Un demi-siècle de cela, le cargo Nordvaer achevait l’une des plus viles missions dans l’océan Indien. Le 2 mai et le 13 juin 1973, ce bateau abandonnait sur le quai à Port-Louis les derniers des déracinés de l’archipel des Chagos.
Bien avant, soit plus de huit ans déjà , les colons anglais avaient scellé le sort des Chagossiens avec cette fiction historique de BIOT à la sortie de la conférence constitutionnelle de Lancaster House de 1965 pour l’indépendance de Maurice. Ces Chagossiens, exilés de force d’une partie du territoire, qui n’était pas encore la République de Maurice, avaient été accueillis, si on peut le dire ainsi, dans l’indifférence la plus totale.
Parce que quand on dit accueil, on dit chaleur humaine. Certes, dans leurs témoignages, Maudéa Saminaden et Harris Elysé, parmi les derniers survivants de cette traversée en mer, dans des conditions comme au temps révolu de l’esclavage, remettront en perspective le drame qu’ont vécu les Ilois – comme on les appelait alors. Et surtout mettre notre conscience d’homme mal à l’aise face à cette souffrance occultée initialement.
Mais au fil de ces 50 dernières années, des Mauriciens de tous les horizons ont pris conscience de l’injustice intolérable, du cordon coupé avec son île natale, infligée en toute froideur par les puissants du monde aux Chagossiens d’origine et à leurs descendants.
Des taudis dans les faubourgs de la capitale, encore épargnés alors du fléau de la drogue, des familles de Chagossiens ont su garder la tête hors de l’eau contre vents et marées.
Ces quelques strophes mises en musique par le groupe Cassiya donnent le ton de la nostalgie tenace, soit
Enn gran tonton ti rakonte kouma ti zoli laba
Non pa ti konplike, dimounn ti viv normal
(…)
Non pa ti mank nanye laba
Zot paradi finn vande
(…)
Get zoli ti zil perdi…
Malgré tout, la communauté des Chagossiens, sans jamais baisser la tête, a fait preuve d’une conviction inébranlable de lutte. Même si des fois, cette démarche s’apparentait au défi légendaire de David contre Goliath.
Un symbole de cette force de conviction se dégage à merveille dans cette photo de presse, montrant Charlézia Alexis, sans défense sur La Chaussée, tirée par les bras de chaque côté par de costauds éléments de la Riot Unit, avec à l’arrière-plan des nuées envahissantes de gaz lacrymogène.
C’était au plus fort du désespoir des Chagossiens, subissant l’effronterie de Londres et face à l’incapacité de l’Hôtel du Gouvernement d’alors de faire écho à ce cri de misère, signé les Chagos.

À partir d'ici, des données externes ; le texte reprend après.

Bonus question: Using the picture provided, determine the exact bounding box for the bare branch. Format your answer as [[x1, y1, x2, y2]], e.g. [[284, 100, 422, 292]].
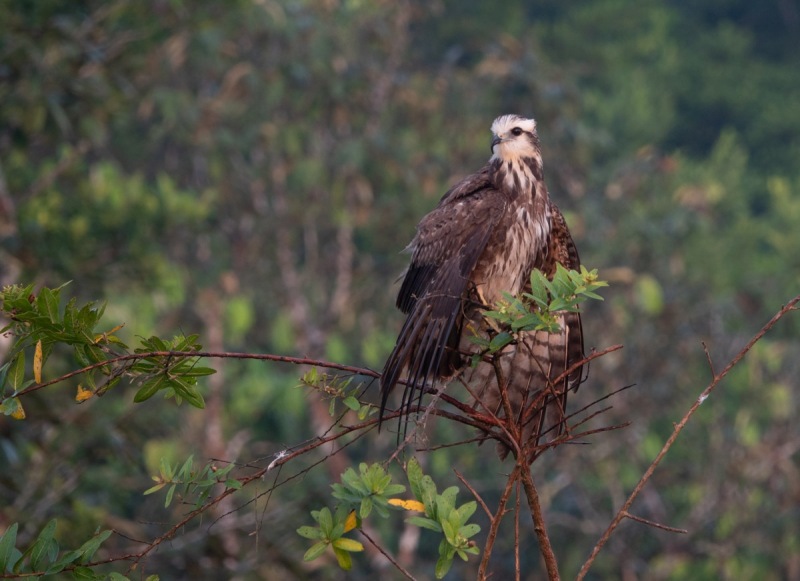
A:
[[624, 511, 689, 535], [576, 295, 800, 581]]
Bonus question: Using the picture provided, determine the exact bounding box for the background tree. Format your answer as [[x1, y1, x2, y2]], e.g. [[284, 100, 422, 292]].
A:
[[0, 0, 800, 579]]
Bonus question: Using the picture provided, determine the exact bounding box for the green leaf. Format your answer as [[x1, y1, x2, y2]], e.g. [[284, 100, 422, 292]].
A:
[[318, 507, 333, 537], [406, 516, 442, 533], [383, 484, 406, 496], [181, 367, 217, 377], [164, 484, 177, 508], [303, 541, 328, 561], [36, 287, 59, 323], [142, 482, 167, 496], [331, 537, 364, 553], [225, 478, 242, 490], [45, 550, 81, 575], [489, 331, 514, 352], [358, 496, 372, 519], [342, 395, 361, 412], [0, 523, 21, 573], [297, 526, 323, 540], [133, 374, 166, 403], [25, 519, 58, 571], [434, 555, 453, 579], [8, 351, 25, 391], [78, 531, 111, 564], [441, 519, 458, 545], [458, 524, 481, 539], [333, 547, 353, 571], [458, 500, 478, 525], [72, 567, 105, 581]]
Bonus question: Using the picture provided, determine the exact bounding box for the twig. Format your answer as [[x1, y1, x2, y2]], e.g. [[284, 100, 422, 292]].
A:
[[7, 351, 381, 401], [478, 463, 520, 581], [517, 458, 561, 581], [358, 529, 416, 581], [576, 295, 800, 581], [624, 511, 689, 535]]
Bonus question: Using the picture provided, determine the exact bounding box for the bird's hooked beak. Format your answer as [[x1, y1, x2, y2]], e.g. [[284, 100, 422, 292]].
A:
[[490, 135, 503, 153]]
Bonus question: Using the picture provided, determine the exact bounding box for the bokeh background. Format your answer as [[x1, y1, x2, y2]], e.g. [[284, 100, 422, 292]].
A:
[[0, 0, 800, 580]]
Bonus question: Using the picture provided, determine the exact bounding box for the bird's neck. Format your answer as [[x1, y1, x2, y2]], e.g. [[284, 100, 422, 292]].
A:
[[490, 157, 547, 198]]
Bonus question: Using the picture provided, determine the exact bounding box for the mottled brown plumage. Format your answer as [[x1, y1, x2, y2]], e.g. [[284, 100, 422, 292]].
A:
[[381, 115, 583, 455]]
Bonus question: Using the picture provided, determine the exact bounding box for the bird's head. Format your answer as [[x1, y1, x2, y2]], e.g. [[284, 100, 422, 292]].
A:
[[484, 115, 541, 162]]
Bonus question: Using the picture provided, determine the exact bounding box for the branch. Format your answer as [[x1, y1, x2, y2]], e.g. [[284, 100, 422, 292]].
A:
[[8, 351, 380, 401], [576, 295, 800, 581], [517, 458, 561, 581]]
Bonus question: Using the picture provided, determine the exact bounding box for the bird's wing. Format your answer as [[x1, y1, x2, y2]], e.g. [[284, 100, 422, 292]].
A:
[[381, 170, 506, 417]]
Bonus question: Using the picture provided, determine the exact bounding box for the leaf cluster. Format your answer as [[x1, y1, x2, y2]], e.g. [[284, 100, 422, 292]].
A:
[[300, 367, 378, 420], [0, 519, 153, 581], [130, 335, 216, 409], [470, 264, 608, 358], [297, 458, 481, 579], [406, 458, 481, 579], [0, 284, 215, 412], [144, 456, 242, 508]]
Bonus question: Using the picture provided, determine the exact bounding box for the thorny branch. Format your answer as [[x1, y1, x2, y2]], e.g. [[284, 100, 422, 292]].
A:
[[576, 295, 800, 581]]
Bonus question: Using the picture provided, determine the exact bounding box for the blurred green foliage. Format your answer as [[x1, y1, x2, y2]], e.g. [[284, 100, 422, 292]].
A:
[[0, 0, 800, 579]]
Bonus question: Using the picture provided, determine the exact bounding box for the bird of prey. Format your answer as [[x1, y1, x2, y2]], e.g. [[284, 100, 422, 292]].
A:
[[380, 115, 584, 457]]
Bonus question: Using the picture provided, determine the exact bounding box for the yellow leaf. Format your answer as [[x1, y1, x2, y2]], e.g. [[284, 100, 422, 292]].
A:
[[389, 498, 425, 512], [33, 339, 42, 383], [344, 510, 358, 532], [75, 384, 94, 403], [11, 397, 25, 420]]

Revendications, manifestations et grèves de la faim ont eu pour effet de consolider des liens de solidarité à toute épreuve autour des Chagossiens.
La leçon historique est que le combat des Chagossiens pour retourner dans leur archipel natal est également mais surtout celui des Mauriciens, dans leur ensemble. Oui. Le leitmotiv derrière l’Advisory Opinion du 25 février 2019 de la Cour Internationale de Justice de La Haye, donnant gain de cause aux revendications de la République de Maurice aux dépens du Royaume-Uni, demeure que la condition Sine Qua Non pour compléter le processus de décolonisation se résume à l’exercice de la souveraineté sur l’intégrité territoriale.
La position intransigeante de Maurice face à Londres et Washington, forgée par feu sir Anerood Jugnauth, avait aussi rallié un soutien politique et diplomatique sans égal sur le plan international, avec en tête de liste l’Union Africaine.
Mais depuis les déclarations communes du 3 novembre dernier à l’Assemblée nationale et à la Chambre des Communes, Port-Louis opte pour des échanges et consultations sous le sceau du secret avec la vague promesse d’un accord sur fond de droit international dans les meilleurs délais.
Six mois après, c’est toujours « Anne, ma soeur Anne, ne vois-tu rien venir! » Londres continue à défendre son BIOT en dépit du fait qu’au nom de ce même droit international, l’ONU classe l’archipel des Chagos en tant que territoire de la République de Maurice.
Port-Louis souligne que le dernier jugement de la Special Chamber de l’ITLOS est « of great significance as it constitutes a further recognition of Mauritius as the only state that has sovereignty over the Chagos Archipelago, including Diego Garcia »
.Et alors ces deux Orders-in-Council, émis le 10 juin 2004 par feue la reine Elizabeth II, et mis à exécution promptement par le Premier ministre britannique d’alors, le travailliste Tony Blair, interdisant tout Resettlement des Chagossiens dans l’archipel, est toujours en vigueur.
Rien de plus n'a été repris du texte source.